Threads II

POSIX Threads

Intro

In 1995, POSIX became the standard interface for many system calls in UNIX, including the threading environment. As a result, they are the model for programming with threads in nearly every OS and runtime environment, in systems based on C, Java, Python and other languages.

The lifecycle of a thread, much like a process, begins with creation. But, threads are not forked from a parent to create a child, instead they are simply created with a starting function as the entry point. A thread does not terminate, like a process; instead, threads are joined with the main thread when complete, or they are detached to run on their own until completion. Some common pthreads library function calls are listed in the following table:

The standard implementation of POSIX-compliant multithreading on Unix/Linux systems uses the pthread library. It is not the only possible way to implement multithreading, but it is the de facto standard on Unix/Linux systems. The following table lists some common functions calls implemented by the pthreads library.
Some pthread function calls.

Compilation

To compile a program with the pthread library, first we must include the header file:
#include <pthread.h>
This provides access to the underlying data types, like pthread_t, and function declarations. However, this is not enough because pthreads are not part of the standard C library. Instead, we must also explicitly link the pthreads library at compilation:
$ gcc -o hello hello.c -lpthread
where the -lpthread option tells gcc to link against the POSIX thread library.

Creation

The function for creating a pthread is defined as:
int pthread_create(pthread_t *thread, const pthread_attr_t *attr,
                   void *(*start_routine) (void *), void *arg);
This creates a new thread in the calling process. The thread is identified by the type pthread_t, and can have a set of attributes (unused here). Next is a function pointer start_routine. This is the function that gets called when the thread begins execution. The next argument, arg, passes arguments to start_routine.

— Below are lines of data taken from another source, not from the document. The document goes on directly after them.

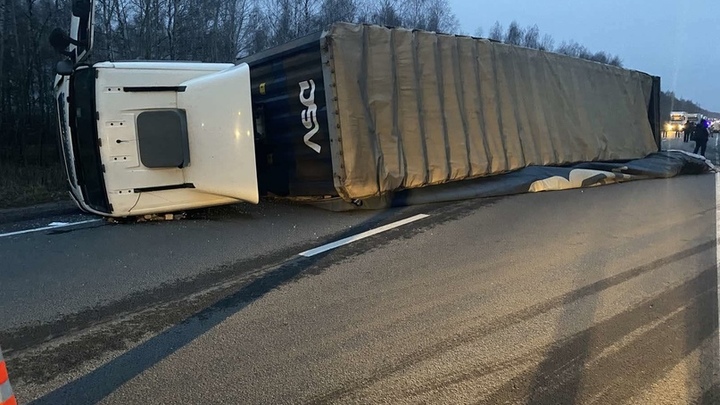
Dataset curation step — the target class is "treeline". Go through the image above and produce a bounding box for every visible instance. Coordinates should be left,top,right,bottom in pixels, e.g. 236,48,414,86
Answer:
0,0,716,170
475,21,623,67
0,0,458,166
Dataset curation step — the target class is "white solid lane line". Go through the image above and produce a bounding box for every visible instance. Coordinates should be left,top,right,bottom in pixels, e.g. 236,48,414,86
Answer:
0,219,102,238
300,214,429,257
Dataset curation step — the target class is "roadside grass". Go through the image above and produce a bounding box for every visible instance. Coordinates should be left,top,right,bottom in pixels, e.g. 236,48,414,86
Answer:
0,163,68,209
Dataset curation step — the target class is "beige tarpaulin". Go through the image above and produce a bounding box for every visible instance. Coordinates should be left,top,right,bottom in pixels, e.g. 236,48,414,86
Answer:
324,23,657,199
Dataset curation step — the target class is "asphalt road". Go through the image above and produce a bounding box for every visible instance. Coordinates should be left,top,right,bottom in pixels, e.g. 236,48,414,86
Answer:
0,153,720,404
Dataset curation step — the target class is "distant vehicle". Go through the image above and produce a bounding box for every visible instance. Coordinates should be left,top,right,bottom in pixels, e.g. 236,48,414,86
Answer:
665,111,687,133
687,113,707,125
710,120,720,134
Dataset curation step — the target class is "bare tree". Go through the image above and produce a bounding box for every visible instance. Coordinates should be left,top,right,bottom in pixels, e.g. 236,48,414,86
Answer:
522,25,540,49
489,21,505,41
538,34,555,52
504,21,525,45
370,0,403,27
318,0,358,27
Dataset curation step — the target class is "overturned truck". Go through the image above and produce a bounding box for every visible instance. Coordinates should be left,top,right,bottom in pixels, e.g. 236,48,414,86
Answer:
53,4,660,217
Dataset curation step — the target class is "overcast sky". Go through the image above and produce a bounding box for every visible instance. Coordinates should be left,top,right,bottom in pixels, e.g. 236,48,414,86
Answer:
448,0,720,112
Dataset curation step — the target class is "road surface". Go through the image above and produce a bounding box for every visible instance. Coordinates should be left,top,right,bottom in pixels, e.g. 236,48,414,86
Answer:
0,151,720,404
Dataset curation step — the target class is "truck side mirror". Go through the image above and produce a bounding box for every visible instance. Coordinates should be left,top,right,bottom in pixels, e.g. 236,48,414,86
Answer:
72,0,92,18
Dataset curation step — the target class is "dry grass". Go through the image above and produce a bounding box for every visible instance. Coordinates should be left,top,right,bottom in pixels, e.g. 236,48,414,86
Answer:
0,163,68,209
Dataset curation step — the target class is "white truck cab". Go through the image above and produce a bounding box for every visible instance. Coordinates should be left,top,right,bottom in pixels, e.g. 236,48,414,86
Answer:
51,0,259,217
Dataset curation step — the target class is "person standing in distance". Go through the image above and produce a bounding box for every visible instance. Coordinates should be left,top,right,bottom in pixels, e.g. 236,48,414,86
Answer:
693,120,710,156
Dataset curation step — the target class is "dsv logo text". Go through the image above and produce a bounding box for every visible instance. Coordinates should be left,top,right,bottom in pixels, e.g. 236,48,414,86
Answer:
300,80,322,153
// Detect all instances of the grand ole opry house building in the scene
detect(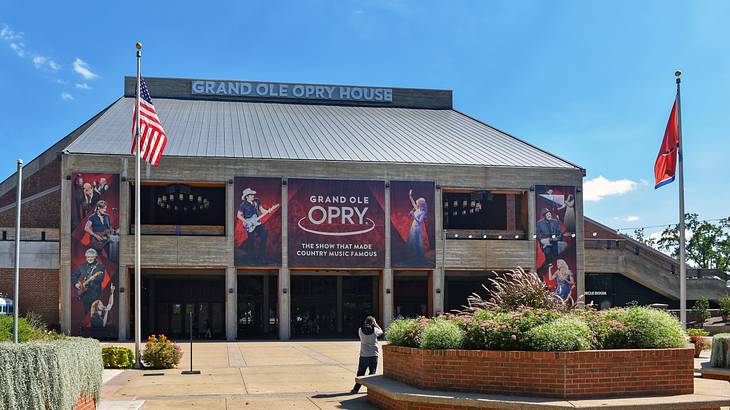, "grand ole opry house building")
[0,77,724,340]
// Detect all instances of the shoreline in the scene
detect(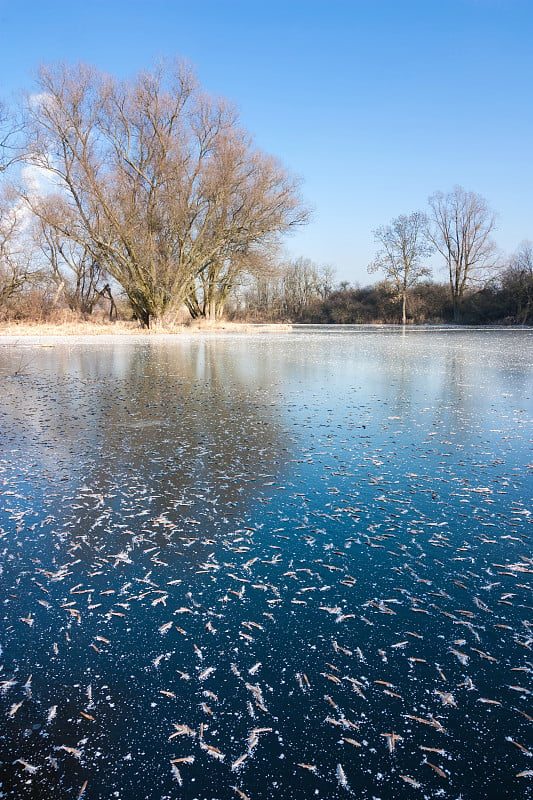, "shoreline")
[0,321,292,340]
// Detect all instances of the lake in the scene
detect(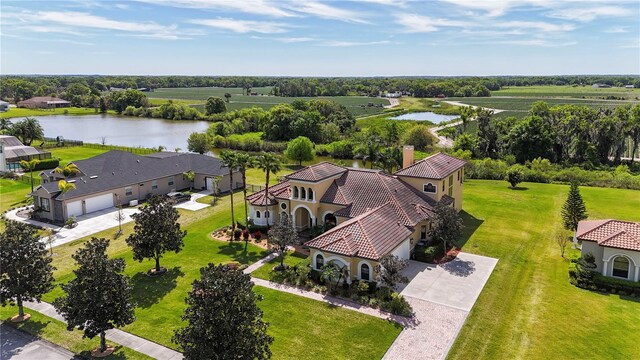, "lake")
[389,111,460,124]
[21,114,210,151]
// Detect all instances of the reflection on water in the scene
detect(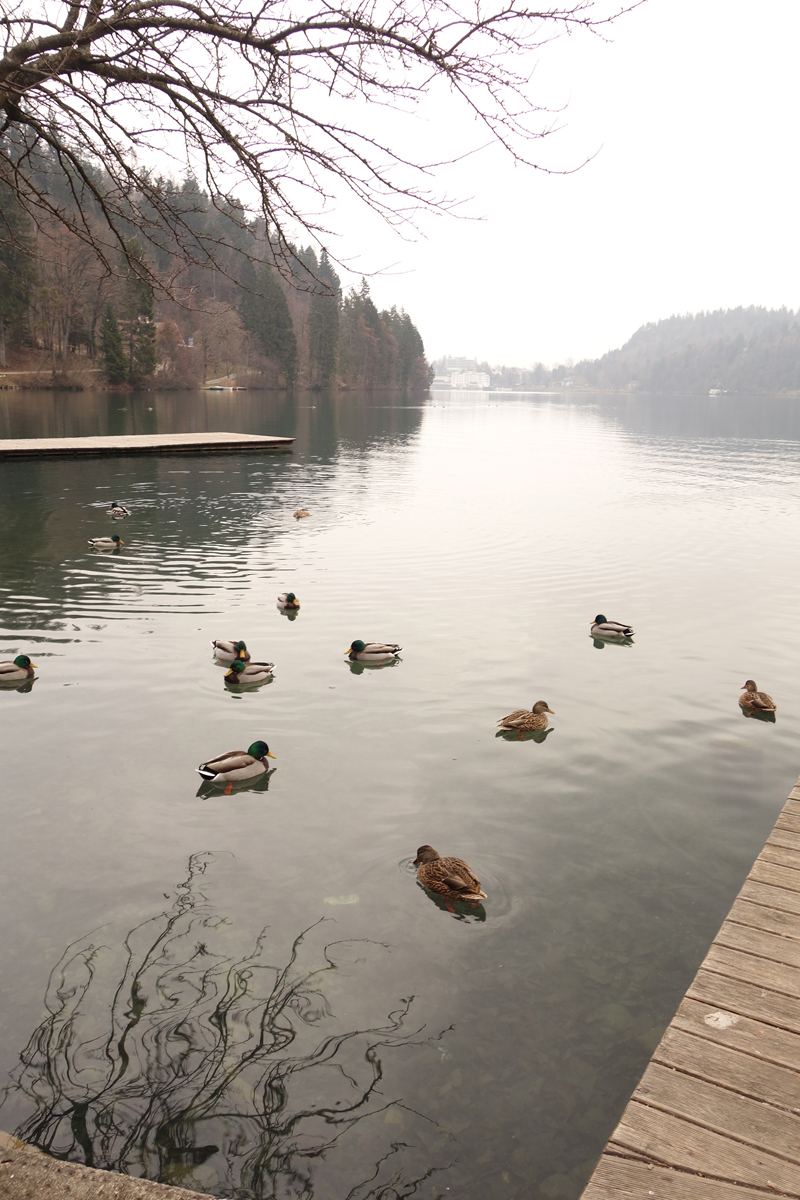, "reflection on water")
[0,853,452,1200]
[0,392,800,1200]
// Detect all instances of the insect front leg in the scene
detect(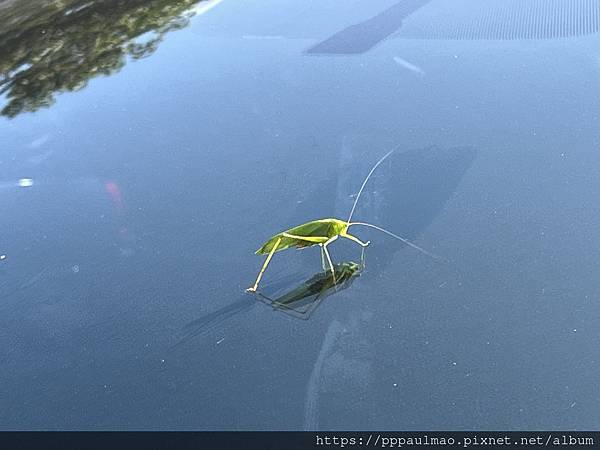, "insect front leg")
[246,238,281,292]
[323,235,339,286]
[319,244,327,270]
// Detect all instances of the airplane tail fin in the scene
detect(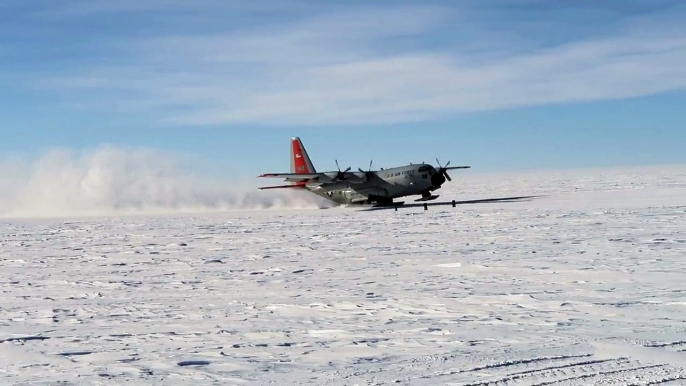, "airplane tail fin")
[291,137,317,185]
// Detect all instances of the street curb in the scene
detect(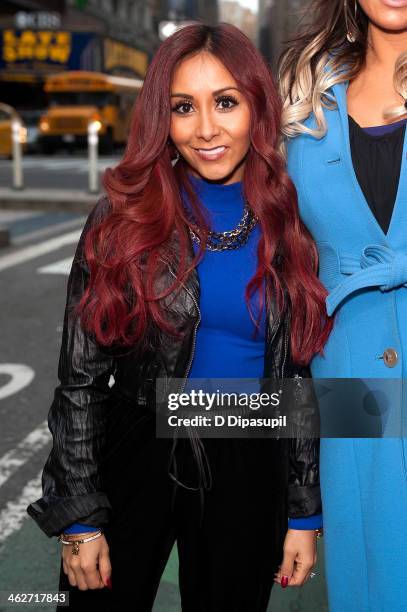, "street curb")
[0,189,103,213]
[0,226,10,249]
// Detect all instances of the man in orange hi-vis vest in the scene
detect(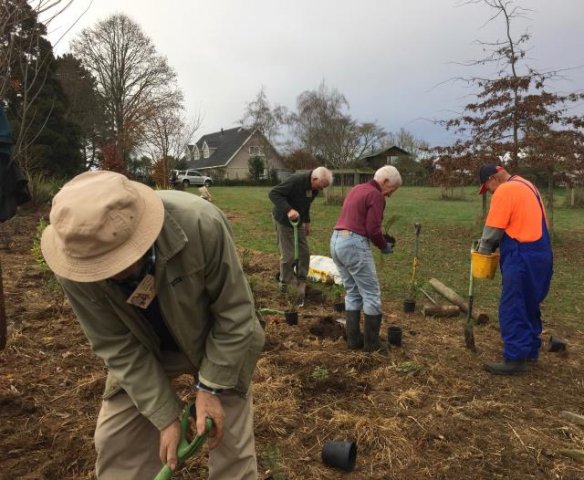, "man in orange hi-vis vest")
[479,165,553,375]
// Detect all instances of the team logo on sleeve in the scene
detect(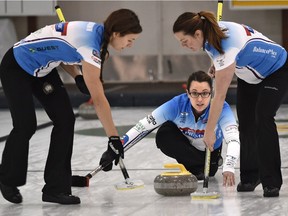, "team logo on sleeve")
[146,115,157,125]
[91,50,101,65]
[216,54,225,67]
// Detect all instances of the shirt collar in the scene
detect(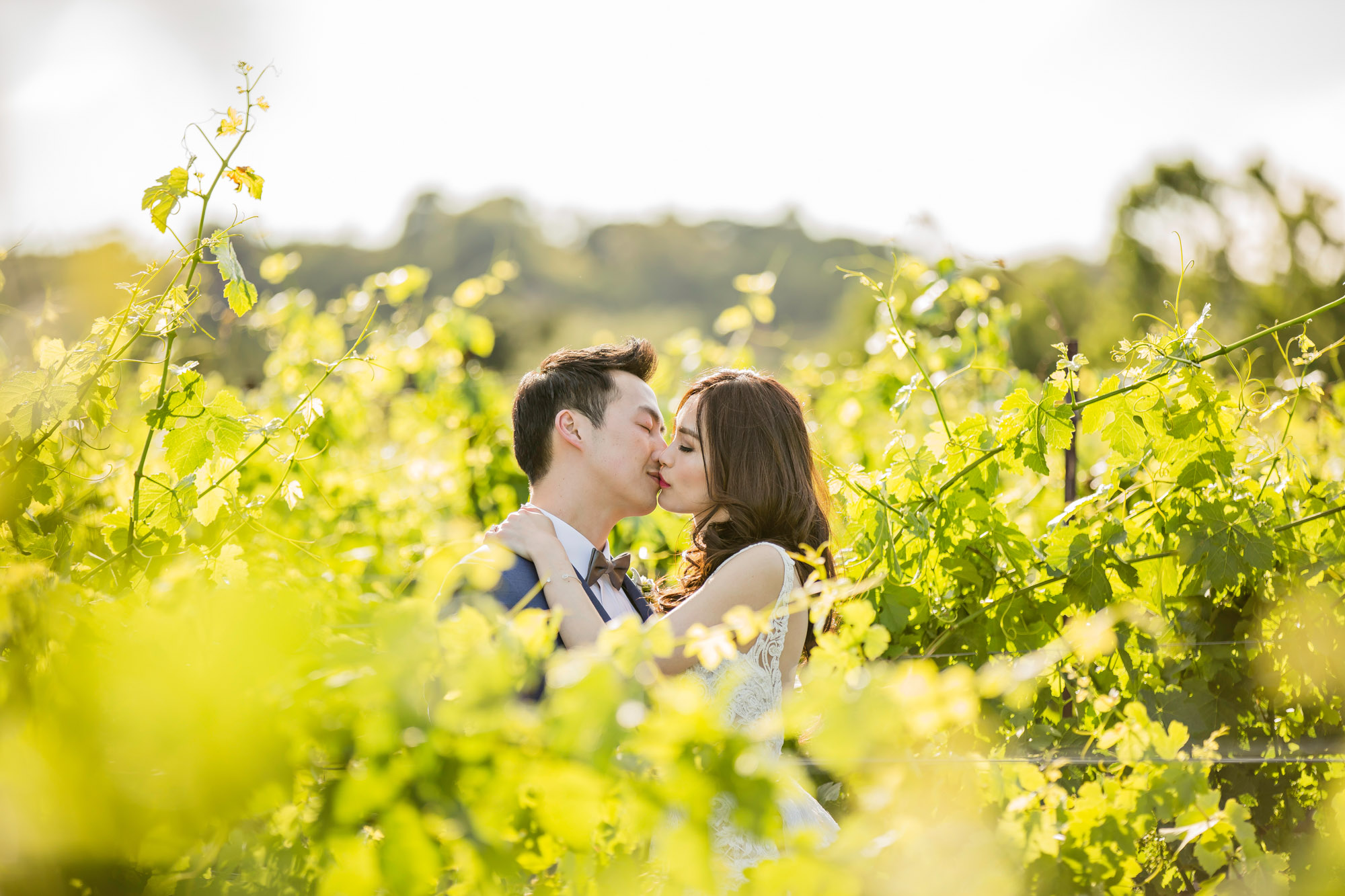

Example. Thread creation is demonstrated in the following example: code
/* hello.c */
#include <stdio.h>
#include <stdlib.h>
#include <string.h>
#include <pthread.h>

void * hello_fun(void * args){

  printf("Hello World!\n");

  return NULL;
}

int main(int argc, char * argv[]){

  pthread_t thread;  //thread identifier

  //create a new thread have it run the function hello_fun
  pthread_create(&thread, NULL, hello_fun, NULL);

  //wait until the thread completes
  pthread_join(thread, NULL);

  return 0;
}

Argument Passing

This next example illustrates passing arguments to threads: code
/* arg.c */
#include <stdio.h>
#include <stdlib.h>
#include <string.h>
#include <pthread.h>

void * hello_arg(void * args){

  char * str = (char *) args;
  printf("%s", str);
  return NULL;
}

int main(int argc, char * argv[]){

  char hello[] = "Hello World!\n";

  pthread_t thread;  //thread identifier

  //create a new thread that runs hello_arg with argument hello
  pthread_create(&thread, NULL, hello_arg, hello);

  //wait until the thread completes
  pthread_join(thread, NULL);

  return 0;
}
The function hello_arg, when created, takes as its 4th input argument hello, a string containing the phrase "Hello World!". Note that in the pthread_create definition, it specifies a void * argument type for the 4th argument, which allows any pointer type to be passed in to the tthread. We use pointer casting to avoid a type mismatch. In the hello_arg function, when the character pointer str gets pointed to args, we use (char *) to cast it to the proper pointer type, avoiding a type warning from the subsequent printf statement.

Joining

Just like with processes, it is often useful to be able to identify when a thread has completed or exited. The method for doing this is to join the thread, which is a lot like the wait() call for processes. Joining is a blocking operation, so the calling thread will not continue until after the thread identified has changed states.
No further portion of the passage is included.